Channelling the sentiment of Chamber business discussions and its work on Government Local Skills Improvement Plans across the North of Tyne and Tees Valley areas, Rachel said the Leamside Line would deliver “immeasurable” employment sector benefits.
She said: “Our transport system puts constraints on getting the right skilled people in the right places at the right time.
“We were told by someone who works for a recruitment consultancy that it can’t get candidates to sites like Nissan and IAMP because of transport limitations.
“And, what’s more, she told us her son, an electrical engineering college student, is in the same situation.
“The family lives in Jarrow, so getting to IAMP would require a one-and-a-half hour journey across three bus connections and, because of that, her son is having to look elsewhere.
“We need to better connect those who have been left behind, and who are bursting to get out and succeed.”
Sarah concurred, recalling teenage experiences of parental lifts from Washington to meet Newcastle-bound Metro services at Heworth.
She added: “We know a young person in Northumberland can’t get a job in Newcastle, because it will take them two-and-a-half hours to travel between work.
“The Leamside Line would make a vital difference, improving work travel and allowing companies to tap into wider talent pools.”
HOW WOULD THE LEAMSIDE LINE DELIVER ENVIRONMENTAL BENEFITS?
Highlighting projections the Washington Metro Loop would replace nearly 1.7 million journeys each year, Tobyn said: “It is reasonably easy to get around the North East by car.
“But all that does is bring vehicles into town and city centres.”
Rachel added: “Getting our firms making more, and getting our ports moving more, is very important.
“But so too is moving those goods without putting more HGVs on our roads.
“And the Leamside Line is a more sustainable way of doing so.
“For example, steel for Nissan presently comes into the Port of Middlesbrough and then goes on lorries up the A19 or A66.
“But the Leamside Line could deliver such loads in a much more environmentally-friendlier way.”
FUNDING FOR THE LEAMSIDE LINE’S REVIVAL WOULD REST, IN NO SMALL PART, UPON GOVERNMENT SUPPORT. AND WITH THE PROJECT LIKELY TO BE ASSESSED AGAINST SIMILAR UK-WIDE SCHEMES, HOW MUST THE AREA MARKET THE LINE’S ADVANTAGES TO MINISTERS TO HELP BRING IT TO FRUITION?

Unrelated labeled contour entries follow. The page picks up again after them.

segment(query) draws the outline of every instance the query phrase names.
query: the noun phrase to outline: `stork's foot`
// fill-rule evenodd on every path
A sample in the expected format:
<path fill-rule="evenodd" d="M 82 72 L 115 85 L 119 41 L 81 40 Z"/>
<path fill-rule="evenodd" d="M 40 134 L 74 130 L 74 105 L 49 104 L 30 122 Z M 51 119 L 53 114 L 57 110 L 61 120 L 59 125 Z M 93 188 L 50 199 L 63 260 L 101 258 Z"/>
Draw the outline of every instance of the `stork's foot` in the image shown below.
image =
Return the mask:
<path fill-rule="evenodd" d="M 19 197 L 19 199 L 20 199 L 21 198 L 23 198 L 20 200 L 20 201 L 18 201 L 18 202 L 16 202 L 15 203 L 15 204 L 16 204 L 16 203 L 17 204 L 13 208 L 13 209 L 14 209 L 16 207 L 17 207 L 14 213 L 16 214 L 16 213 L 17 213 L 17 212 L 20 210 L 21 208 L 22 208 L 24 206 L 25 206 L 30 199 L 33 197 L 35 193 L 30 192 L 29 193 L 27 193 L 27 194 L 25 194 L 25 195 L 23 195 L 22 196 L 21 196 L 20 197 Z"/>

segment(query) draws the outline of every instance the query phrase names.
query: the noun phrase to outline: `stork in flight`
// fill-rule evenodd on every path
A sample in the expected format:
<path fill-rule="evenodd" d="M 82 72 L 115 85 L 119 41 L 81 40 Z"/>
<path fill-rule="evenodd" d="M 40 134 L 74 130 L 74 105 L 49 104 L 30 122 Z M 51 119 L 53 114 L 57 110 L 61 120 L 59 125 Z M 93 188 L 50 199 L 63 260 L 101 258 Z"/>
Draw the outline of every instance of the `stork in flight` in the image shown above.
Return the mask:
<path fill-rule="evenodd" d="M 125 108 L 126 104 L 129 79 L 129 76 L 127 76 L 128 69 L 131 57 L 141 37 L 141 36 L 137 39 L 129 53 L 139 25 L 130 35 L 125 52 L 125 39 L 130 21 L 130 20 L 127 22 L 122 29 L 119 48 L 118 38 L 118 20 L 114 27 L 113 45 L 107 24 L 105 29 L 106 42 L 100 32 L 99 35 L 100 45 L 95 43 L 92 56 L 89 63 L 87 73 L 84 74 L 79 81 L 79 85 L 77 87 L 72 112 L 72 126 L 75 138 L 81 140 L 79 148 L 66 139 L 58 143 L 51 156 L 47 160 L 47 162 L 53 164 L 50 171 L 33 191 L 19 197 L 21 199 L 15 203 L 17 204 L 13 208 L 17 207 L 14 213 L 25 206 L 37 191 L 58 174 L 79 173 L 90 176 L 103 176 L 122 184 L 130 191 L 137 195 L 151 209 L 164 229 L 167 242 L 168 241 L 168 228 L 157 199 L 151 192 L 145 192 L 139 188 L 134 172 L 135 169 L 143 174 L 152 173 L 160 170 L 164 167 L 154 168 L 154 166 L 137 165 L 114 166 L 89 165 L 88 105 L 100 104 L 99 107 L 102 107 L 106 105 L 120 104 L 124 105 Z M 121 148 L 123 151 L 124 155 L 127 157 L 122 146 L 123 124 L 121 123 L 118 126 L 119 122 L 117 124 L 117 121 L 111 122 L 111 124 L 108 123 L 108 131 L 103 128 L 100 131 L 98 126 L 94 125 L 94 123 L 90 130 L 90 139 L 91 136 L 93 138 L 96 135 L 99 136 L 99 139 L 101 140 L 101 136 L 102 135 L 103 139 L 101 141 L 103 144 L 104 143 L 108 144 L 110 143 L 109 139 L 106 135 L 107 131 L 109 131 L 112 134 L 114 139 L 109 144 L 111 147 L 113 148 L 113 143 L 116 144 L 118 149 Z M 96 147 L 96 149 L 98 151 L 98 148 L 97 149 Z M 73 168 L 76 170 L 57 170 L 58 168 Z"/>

Rachel said the campaign must come without parochiality and, at the same time, no little cohesivity of messaging.
She said: “We need to work together to demonstrate the value of this scheme nationally, not just locally.
“Speaking with a single voice will help, and we must also encourage mayors in the North of Tyne, Tees Valley and North Yorkshire to hunt in a pack and provide an inter-geographical view on the Leamside Line.”
Sarah added the region must paint a vivid picture for the country’s elected members if the campaign is to truly resonate in Westminster’s corridors of power.
She added: “Many MPs are London-centric, and aren’t aware of the realities of travel in this region.
“We’ve got to make it real for them.”